NVIDIA vs. Radeon Vulkan & OpenGL Performance With A Celeron, Pentium & Core i7

Written by Michael Larabel in Graphics Cards on 13 July 2017 at 12:30 PM EDT. Page 1 of 6. 22 Comments.

Here is an interesting OpenGL vs. Vulkan Linux benchmark comparison where I take two competing NVIDIA and AMD cards, the Radeon RX 580 and GeForce GTX 1060, and test the available benchmark-friendly OpenGL/Vulkan Linux games while doing these tests each on an Intel Celeron, Pentium, and Core i7 processors in looking at the performance scaling.

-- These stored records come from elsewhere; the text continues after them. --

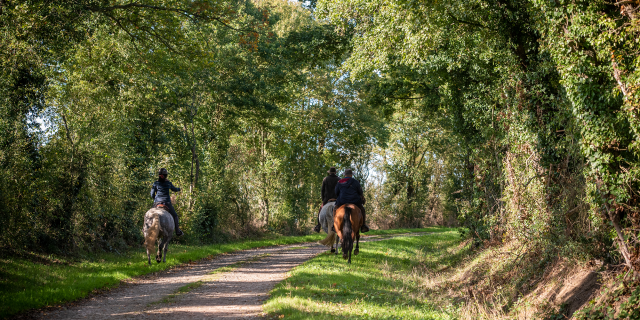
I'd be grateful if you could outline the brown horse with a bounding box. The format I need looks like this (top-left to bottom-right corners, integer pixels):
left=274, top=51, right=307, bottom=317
left=333, top=204, right=362, bottom=263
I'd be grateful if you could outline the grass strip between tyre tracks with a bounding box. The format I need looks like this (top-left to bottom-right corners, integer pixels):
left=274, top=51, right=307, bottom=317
left=264, top=228, right=469, bottom=319
left=0, top=228, right=442, bottom=318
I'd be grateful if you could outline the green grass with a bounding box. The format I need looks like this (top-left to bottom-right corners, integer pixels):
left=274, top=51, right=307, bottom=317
left=265, top=228, right=466, bottom=319
left=0, top=229, right=438, bottom=318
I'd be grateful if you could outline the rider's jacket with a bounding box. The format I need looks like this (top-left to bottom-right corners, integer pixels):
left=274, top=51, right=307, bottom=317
left=335, top=177, right=363, bottom=205
left=321, top=173, right=340, bottom=204
left=151, top=180, right=180, bottom=203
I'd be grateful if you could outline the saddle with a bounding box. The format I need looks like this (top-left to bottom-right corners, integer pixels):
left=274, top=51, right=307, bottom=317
left=155, top=203, right=168, bottom=210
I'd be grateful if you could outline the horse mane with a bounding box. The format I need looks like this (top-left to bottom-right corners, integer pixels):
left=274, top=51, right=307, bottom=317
left=342, top=205, right=353, bottom=254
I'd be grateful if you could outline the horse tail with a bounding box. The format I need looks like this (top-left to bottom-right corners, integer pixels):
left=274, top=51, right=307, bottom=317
left=342, top=205, right=353, bottom=254
left=144, top=212, right=160, bottom=251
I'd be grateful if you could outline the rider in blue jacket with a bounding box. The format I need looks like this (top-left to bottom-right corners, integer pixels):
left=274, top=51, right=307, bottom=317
left=335, top=169, right=369, bottom=232
left=151, top=168, right=184, bottom=236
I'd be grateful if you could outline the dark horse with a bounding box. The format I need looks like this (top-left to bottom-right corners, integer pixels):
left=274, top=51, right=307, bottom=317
left=333, top=204, right=362, bottom=263
left=143, top=205, right=175, bottom=265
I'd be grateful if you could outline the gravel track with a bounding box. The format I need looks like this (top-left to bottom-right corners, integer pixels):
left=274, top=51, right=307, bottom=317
left=41, top=233, right=426, bottom=319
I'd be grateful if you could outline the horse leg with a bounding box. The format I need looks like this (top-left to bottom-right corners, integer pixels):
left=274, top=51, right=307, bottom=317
left=162, top=237, right=171, bottom=263
left=156, top=237, right=164, bottom=263
left=353, top=231, right=360, bottom=256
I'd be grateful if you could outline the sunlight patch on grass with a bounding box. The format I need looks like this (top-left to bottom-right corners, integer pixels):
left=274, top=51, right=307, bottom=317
left=0, top=228, right=450, bottom=318
left=264, top=228, right=460, bottom=319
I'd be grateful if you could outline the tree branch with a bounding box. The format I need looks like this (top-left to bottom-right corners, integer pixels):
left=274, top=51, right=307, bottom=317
left=87, top=2, right=251, bottom=32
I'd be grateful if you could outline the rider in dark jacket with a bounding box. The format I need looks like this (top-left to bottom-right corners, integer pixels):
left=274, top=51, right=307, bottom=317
left=313, top=167, right=340, bottom=232
left=151, top=168, right=184, bottom=236
left=335, top=169, right=369, bottom=232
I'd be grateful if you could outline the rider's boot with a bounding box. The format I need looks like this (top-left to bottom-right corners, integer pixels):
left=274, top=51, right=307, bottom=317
left=360, top=205, right=369, bottom=232
left=176, top=223, right=184, bottom=237
left=313, top=207, right=322, bottom=233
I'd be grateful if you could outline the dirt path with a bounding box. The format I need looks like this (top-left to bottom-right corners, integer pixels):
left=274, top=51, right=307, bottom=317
left=42, top=233, right=425, bottom=319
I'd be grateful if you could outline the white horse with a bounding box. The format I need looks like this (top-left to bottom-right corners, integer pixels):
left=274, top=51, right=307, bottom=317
left=142, top=206, right=175, bottom=265
left=318, top=201, right=338, bottom=252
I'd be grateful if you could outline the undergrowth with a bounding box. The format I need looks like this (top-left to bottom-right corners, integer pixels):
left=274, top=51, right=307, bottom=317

The Radeon RX 580 and GeForce GTX 1060 were each tested on the same system when swapping out the CPUs for the Intel Celeron G3930, Pentium G4600, and Core i7 7700K. From these tests we get an interesting look at the CPU performance scaling for Linux gaming on both Radeon and NVIDIA, how the OpenGL vs. Vulkan performance compares on different CPUs, and simply how these two competing graphics cards are battling it out with the current state of Linux and its GPU drivers.

Ubuntu 17.04 x86_64 was running on the system during testing with the Linux 4.12.0 kernel. The Radeon RX 580 was tested with Mesa 17.2-dev as of this week using the Padoka PPA and LLVM 5.0 SVN. The GeForce GTX 1060 was tested with the 384.47 beta driver. No other changes were made during the testing process besides swapping out the GPUs and CPUs.

Via the Phoronix Test Suite the available Linux games with Vulkan renderers for benchmarking were Dota 2, Dawn of War III, Mad Max, Serious Sam 3 BFE, and The Talos Principle.